Strona:PL Józef Ignacy Kraszewski-Matka królów tom I 035.jpeg

Z Wikiźródeł, wolnej biblioteki
Ta strona została uwierzytelniona.

Pisarz stał pokornie w progu.
— Jagielle więc zachciało się żony, czy Zygmunt mu ją i Barbara narzucają!! — rzekł zwracając się do Cebulki.
— On sam wcale o niej wprzód nie myślał — odparł Cebulka — i nie żądałby jej pewnie, gdyby mu Zygmunt własnej córki nie swatał zdrajca, a ponieważ ta dzieckiem jest, czeską królowę wdowę mu rai. Po obu posagi! po jednej koronę, po drugiej wiano ze Szląskiem...
Wmówili mu, że jeszcze żenić się powinien!! — dodał ciszej Cebulka poruszając ramionami.

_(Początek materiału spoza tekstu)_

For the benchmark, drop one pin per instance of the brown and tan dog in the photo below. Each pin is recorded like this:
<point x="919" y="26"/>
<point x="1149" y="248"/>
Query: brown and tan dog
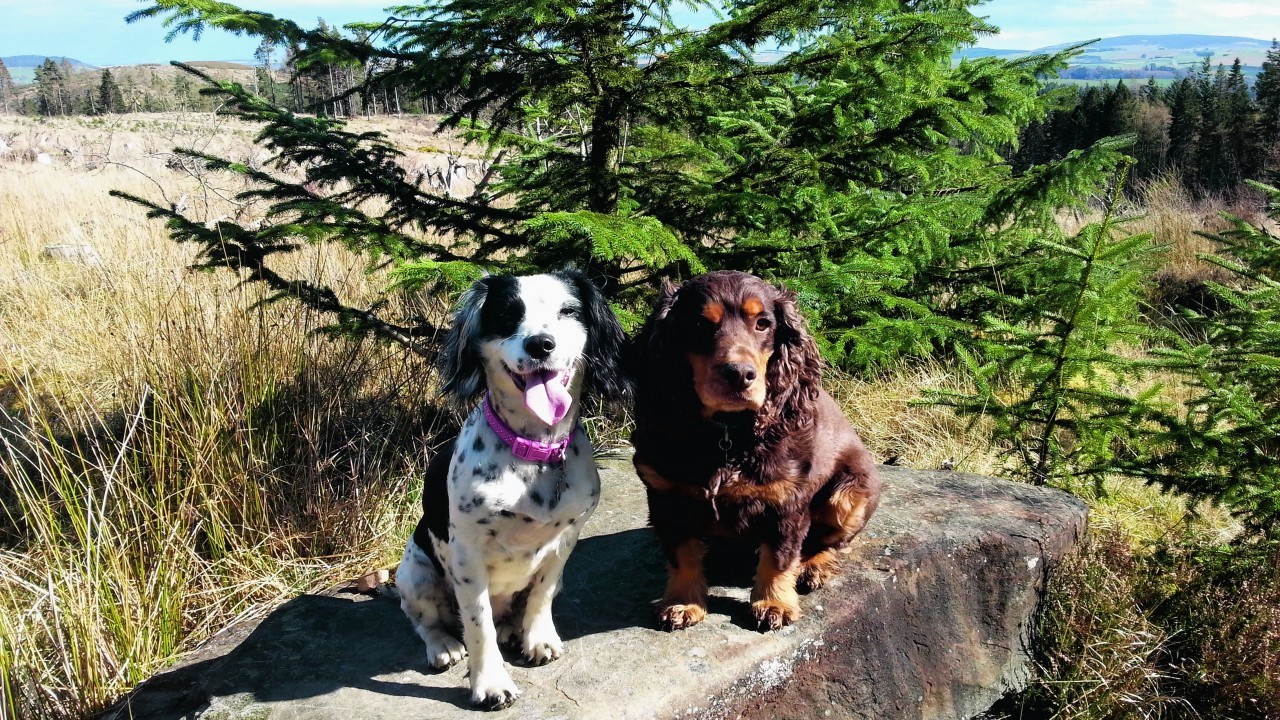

— Przecież gdy Jadwigę, córkę swoją Brandeburczykowi zaręczał, — wyrzekł się już tej głupiej myśli ożenienia. Przecież zapowiedzieli w Rzymie, gdy Granowskę brał, aby tym ślubom koniec było — mówił Witold. — Wszystko to Zygmuntowe sprawy, on tu nam mąci i chce starego sobie zjednać, aby nim władał, wiedząc, że słaby jest... Mnie się lęka...
Nie można dopuścić, aby Zygmunt wpływ swój małżeństwem zapewnił; wolę sam ożenić Jagiełłę.
Spojrzał na Cebulkę, który pytać nie śmiał. Witold przeszedł się po izbie, i stanął przed nim.
— Muszę mu siostrzenicę poświęcić; Sonkę mu dam, co sądzicie o tem?